Details of how disc Elite was converted from the BBC Micro to the BBC Master
The main problem when running the BBC Micro version on the BBC Master is that all the on-screen text is corrupted (see the screenshot above). This is because the text-printing routine in TT26 prints text on-screen by poking the individual pixels of characters directly into screen memory, and it fetches the pixel shapes of these characters from the definitions in the BBC Micro MOS (Machine Operating System) ROM at address &C000.
In the BBC Master, however, these character definitions are not only at a different address in the MOS, but the MOS ROM is not paged into accessible memory when TT26 is called. This means that when the text-printing routine from the original Elite tries to fetch the character shapes, it grabs whatever happens to be in location &C000 at the time and displays that instead, resulting in the mess you see above. &C000 actually contains a copy of the disc catalogue from sectors 0 and 1, as this is the address of the HAZEL file system workspace, so what you're seeing is the result of poking the disc catalogue text directly into screen memory as pixels.

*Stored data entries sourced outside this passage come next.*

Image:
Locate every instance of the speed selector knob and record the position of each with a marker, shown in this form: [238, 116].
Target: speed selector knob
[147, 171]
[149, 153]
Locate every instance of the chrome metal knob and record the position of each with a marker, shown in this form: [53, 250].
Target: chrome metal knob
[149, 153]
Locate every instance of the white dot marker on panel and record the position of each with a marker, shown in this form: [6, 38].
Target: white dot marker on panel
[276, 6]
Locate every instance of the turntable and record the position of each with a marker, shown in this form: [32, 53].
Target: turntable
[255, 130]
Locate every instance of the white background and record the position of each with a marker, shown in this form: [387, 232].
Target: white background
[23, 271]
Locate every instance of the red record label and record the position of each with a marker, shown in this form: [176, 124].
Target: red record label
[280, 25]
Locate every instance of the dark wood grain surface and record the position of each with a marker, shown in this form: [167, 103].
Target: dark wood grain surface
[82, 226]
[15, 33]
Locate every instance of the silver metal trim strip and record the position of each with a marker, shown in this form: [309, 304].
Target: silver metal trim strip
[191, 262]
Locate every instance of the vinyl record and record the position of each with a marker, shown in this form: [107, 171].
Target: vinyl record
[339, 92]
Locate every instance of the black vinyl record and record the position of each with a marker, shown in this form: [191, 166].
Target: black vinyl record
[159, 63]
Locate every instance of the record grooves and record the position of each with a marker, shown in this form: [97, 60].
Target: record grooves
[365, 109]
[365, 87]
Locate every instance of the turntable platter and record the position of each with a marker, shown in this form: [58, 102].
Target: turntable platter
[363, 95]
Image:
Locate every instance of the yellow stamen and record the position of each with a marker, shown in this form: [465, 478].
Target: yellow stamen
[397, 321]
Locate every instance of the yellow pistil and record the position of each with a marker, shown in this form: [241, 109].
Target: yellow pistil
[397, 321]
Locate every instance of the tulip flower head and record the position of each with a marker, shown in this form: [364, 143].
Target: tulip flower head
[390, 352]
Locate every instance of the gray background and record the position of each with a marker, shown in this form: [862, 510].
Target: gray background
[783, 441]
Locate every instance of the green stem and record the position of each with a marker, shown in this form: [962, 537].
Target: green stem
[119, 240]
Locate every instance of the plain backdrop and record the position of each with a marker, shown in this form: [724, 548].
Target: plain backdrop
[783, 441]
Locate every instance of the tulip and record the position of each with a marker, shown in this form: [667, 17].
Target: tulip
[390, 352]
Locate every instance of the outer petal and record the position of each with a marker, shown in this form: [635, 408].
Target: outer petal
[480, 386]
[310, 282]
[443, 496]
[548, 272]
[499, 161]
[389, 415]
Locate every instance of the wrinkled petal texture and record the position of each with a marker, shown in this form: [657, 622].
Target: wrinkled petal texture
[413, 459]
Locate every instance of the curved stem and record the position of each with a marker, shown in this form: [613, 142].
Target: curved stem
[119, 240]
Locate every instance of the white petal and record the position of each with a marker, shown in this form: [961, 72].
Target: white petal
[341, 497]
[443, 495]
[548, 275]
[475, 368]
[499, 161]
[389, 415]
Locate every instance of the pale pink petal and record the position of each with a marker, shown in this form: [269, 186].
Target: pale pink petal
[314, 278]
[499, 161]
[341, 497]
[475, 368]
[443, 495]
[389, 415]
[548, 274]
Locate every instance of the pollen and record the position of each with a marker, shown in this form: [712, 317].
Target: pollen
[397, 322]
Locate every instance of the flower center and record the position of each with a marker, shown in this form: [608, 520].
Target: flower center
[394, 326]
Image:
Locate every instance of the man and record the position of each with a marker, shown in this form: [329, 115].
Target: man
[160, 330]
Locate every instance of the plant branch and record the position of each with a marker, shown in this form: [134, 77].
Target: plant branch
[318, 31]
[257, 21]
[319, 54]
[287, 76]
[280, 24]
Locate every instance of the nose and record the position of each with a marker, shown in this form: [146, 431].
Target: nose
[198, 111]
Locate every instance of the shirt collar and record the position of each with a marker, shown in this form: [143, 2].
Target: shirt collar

To fix this, all it takes is a small change to the text-printing routine to fetch the character definitions from address &8900 rather than &C000. We also need to add some ROM-switching code to ensure that the MOS ROM is switched into memory before we copy out the character data, which we can do pretty easily by setting bit 7 of ROMSEL at SHEILA &30 (and in the RAM copy at &F4), accessing the character definitions from the MOS, and clearing bit 7 of ROMSEL and &F4 when we're done.
If you want to see the code changes that implement the fix, then they're all in the GitHub repository for the BBC Micro disc version. You'll need to switch to the bbc-master branch, and you can then search the elite-source-docked.asm and elite-source-flight.asm files for "Mod:". This will reveal all of the changes required to make the original version work on the BBC Master; there aren't many.